Para o professor, “existe um novo mundo surgindo, em constante construção, sem que tenhamos um passado semelhante, que possamos refletir sobre ele. Isso coloca em risco a agência dos humanos frente à agência das máquinas. Por isso, a regulação dessa interação é urgente e cabe às universidades avançar nessa discussão”.
Suporte das humanidades
O professor reconheceu os avanços do Brasil em relação à legislação regulatória de IA, mas enfatizou que a diversidade de conhecimentos presente nas universidades é fundamental para a melhor compreensão da inteligência artificial no mundo real. “Precisamos dos conhecimentos de todas as áreas, especialmente das humanidades, como especialista na criação de significados, para estudar o comportamento coletivo humano. E é inadmissível formar alguém, de qualquer área do conhecimento, sem fundamentação sobre essas tecnologias. Elas precisam ser levadas horizontalmente para toda a universidade, formando o corpo docente e administrativo”, ponderou o professor.
O coração da questão
Durante a mesa de abertura do evento, no auditório da Reitoria, na manhã desta segunda-feira, a professora Lúcia Campos Pellanda, da Secretaria de Ensino Superior do Ministério da Educação, considerou que “não existe educação e ciência sem ética”. Na sua avaliação, o Brasil está avançando nesse sentido, com seu Plano Brasileiro de Inteligência Artificial (2024-2028), que recebe investimentos superiores a R$ 3 bilhões da educação básica à pós-graduação e deverá viabilizar a abertura de 5 mil novas vagas de graduação sobre a temática, entre outras ações.
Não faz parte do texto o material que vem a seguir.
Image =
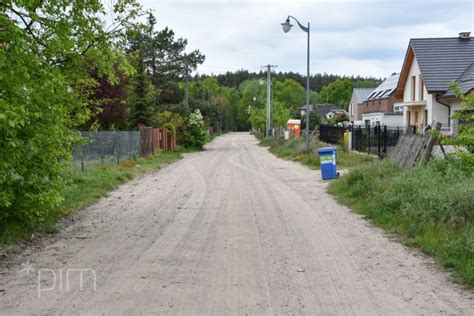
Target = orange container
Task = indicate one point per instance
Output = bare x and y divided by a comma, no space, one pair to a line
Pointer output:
294,126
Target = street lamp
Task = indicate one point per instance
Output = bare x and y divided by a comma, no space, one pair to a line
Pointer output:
286,28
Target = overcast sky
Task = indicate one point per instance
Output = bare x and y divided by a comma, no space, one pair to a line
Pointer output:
350,37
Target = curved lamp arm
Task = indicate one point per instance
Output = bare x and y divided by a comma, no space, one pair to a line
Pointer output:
304,28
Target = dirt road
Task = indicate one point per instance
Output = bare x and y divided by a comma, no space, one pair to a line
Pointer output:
232,230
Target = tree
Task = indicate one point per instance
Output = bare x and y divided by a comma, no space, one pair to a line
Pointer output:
109,110
165,59
195,132
338,92
291,94
465,116
48,49
142,97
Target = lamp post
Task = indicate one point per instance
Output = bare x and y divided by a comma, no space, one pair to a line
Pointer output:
286,28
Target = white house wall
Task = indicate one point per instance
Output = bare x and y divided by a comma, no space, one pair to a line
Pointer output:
435,109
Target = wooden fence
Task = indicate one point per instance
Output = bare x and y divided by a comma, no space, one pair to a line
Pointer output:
412,147
153,140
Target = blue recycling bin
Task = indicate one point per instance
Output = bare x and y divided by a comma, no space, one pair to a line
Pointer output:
327,156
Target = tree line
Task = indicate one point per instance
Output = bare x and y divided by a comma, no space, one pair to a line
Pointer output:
63,68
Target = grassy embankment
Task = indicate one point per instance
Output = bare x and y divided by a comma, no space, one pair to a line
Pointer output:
85,188
432,207
295,149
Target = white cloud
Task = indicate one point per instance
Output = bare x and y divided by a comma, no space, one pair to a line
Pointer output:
367,38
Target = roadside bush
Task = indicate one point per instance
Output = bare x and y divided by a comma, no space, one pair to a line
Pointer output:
195,132
432,206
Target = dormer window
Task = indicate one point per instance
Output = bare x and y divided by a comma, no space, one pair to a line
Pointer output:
413,88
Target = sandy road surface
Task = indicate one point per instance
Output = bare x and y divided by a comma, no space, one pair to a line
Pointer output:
232,230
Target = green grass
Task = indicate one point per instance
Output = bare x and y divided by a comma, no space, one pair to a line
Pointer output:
432,207
295,149
84,188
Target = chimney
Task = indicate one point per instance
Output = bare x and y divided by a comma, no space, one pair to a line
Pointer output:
465,35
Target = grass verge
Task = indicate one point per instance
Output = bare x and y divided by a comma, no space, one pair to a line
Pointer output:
84,188
295,149
432,207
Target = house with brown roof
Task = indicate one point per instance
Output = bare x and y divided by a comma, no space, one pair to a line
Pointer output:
358,97
379,106
430,65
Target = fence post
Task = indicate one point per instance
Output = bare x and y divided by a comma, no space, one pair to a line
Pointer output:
117,148
82,159
378,131
368,139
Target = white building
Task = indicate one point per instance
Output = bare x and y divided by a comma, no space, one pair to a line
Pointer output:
430,65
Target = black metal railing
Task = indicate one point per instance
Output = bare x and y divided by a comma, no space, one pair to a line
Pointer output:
377,140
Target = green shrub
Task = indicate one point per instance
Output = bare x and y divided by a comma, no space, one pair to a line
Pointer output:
195,132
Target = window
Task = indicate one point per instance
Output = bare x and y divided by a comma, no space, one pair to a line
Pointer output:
422,90
413,87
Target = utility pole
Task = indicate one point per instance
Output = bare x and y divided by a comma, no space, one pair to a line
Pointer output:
269,95
186,87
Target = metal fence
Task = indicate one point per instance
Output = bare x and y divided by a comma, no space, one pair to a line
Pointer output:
378,140
331,134
375,139
105,147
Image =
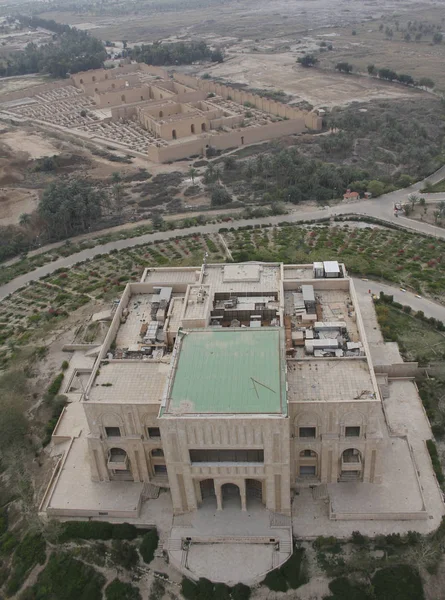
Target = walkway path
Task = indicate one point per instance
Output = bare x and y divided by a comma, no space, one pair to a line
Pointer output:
380,208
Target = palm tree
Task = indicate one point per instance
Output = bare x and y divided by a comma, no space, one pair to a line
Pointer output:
24,219
192,174
413,198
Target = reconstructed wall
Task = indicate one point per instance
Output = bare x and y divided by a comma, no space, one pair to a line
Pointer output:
312,120
271,434
133,421
330,420
232,139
O reitor da UniRio, José da Costa Filho, defendeu a política de inclusão, permanência e tutoria sobre as novas tecnologias como problema nuclear das universidades públicas brasileiras, considerando a entrada das pessoas indígenas, quilombolas e com deficiência nas instituições.
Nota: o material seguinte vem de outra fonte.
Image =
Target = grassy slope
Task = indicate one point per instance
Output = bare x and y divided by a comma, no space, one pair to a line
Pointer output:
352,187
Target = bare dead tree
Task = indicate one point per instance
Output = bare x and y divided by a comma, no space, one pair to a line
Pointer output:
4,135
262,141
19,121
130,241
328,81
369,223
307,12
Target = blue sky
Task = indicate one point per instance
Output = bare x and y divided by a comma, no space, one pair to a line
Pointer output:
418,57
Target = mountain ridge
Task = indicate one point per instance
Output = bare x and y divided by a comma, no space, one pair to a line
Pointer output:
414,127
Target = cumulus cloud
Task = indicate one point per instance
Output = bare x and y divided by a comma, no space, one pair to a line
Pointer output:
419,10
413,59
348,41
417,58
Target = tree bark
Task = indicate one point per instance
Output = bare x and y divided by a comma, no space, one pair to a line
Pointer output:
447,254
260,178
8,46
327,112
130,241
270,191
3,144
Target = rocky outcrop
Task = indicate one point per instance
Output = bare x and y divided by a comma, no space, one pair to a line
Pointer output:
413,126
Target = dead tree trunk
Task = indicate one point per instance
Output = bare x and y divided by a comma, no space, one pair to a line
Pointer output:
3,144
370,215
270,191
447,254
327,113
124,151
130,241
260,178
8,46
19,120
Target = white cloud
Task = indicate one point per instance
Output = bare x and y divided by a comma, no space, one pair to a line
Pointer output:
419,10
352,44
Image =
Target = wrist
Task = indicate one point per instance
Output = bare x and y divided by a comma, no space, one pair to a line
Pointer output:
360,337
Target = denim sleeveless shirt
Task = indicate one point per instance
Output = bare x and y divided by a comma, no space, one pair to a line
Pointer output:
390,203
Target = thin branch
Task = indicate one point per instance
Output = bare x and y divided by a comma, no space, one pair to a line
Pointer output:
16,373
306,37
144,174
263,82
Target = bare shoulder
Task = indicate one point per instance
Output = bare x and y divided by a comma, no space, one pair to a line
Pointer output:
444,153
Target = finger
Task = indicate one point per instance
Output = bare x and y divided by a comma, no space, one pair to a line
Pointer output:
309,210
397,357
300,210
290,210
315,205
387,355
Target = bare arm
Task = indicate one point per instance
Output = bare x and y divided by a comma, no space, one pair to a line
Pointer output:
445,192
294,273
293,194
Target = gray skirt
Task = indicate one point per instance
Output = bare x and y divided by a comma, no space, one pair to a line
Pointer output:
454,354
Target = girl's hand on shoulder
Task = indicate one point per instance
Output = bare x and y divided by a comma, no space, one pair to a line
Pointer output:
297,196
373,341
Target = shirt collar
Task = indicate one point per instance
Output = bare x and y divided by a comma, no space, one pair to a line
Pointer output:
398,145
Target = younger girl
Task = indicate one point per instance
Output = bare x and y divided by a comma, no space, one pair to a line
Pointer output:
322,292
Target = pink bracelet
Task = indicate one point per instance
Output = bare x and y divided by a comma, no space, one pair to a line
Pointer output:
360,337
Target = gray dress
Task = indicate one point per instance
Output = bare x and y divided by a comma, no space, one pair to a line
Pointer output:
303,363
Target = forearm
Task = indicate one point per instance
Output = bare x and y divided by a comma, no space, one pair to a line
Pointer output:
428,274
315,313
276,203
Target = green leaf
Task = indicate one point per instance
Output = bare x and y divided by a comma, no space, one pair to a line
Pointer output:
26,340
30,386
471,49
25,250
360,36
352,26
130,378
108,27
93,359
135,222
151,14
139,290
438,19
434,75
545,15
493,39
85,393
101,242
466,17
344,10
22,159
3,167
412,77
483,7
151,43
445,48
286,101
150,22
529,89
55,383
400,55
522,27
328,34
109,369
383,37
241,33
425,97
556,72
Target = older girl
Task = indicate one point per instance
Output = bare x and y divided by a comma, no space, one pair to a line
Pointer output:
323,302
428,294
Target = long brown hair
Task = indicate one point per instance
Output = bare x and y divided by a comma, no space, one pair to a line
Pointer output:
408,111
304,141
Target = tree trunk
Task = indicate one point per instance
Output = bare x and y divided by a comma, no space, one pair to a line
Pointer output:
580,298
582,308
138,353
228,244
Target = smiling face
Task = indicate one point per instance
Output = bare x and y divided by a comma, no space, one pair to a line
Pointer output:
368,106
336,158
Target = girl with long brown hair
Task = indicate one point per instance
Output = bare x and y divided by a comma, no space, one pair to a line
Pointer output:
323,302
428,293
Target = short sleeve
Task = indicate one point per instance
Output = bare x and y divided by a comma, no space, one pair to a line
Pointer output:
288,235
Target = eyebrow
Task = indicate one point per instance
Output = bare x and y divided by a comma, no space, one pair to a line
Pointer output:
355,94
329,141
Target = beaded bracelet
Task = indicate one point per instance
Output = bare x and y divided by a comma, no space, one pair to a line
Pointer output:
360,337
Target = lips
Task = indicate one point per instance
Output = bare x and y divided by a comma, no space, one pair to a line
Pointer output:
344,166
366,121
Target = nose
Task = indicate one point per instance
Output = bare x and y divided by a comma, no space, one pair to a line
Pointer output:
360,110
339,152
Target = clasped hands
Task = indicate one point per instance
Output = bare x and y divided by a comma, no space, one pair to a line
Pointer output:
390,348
A questão da ética, na avaliação do reitor da Universidade de Lisboa, Luís Manuel dos Anjos Ferreira, “é o coração da IA”. É pela ética que será possível a inclusão em contraposição à criação de muros e mais desigualdades sociais. E acrescentou: “O futuro das universidades começa hoje. Só depende de criarmos currículos que tenham esse cuidado com uma formação humana, compassiva e que reafirme que só nós, os seres humanos, podemos imaginar, compreender e sentir. A inteligência artificial sabe dar muitas respostas, mas nenhuma máquina pode substituir a curiosidade, a dúvida, a inteligência humana. É por isso que estamos aqui: três países, três histórias, três culturas unidas por uma palavra, educação”.
A reitora Sandra Goulart Almeida, referindo-se ao contexto do evento, em que o Grupo Tordesilhas celebra 25 anos de fundação e no momento em que o Brasil sedia a Cop30, citou Ailton Krenak para reiterar “a importância de formarmos um mutirão para pensar o futuro a partir do presente, conscientes sobre as consequências das escolhas que fizermos”.
Ela pontuou os desafios desse presente, que devem ser enfrentados com aceitação das diferenças linguísticas, étnicas e raciais, por meio de atividades colaborativas e compromissadas com um mundo mais justo e unido.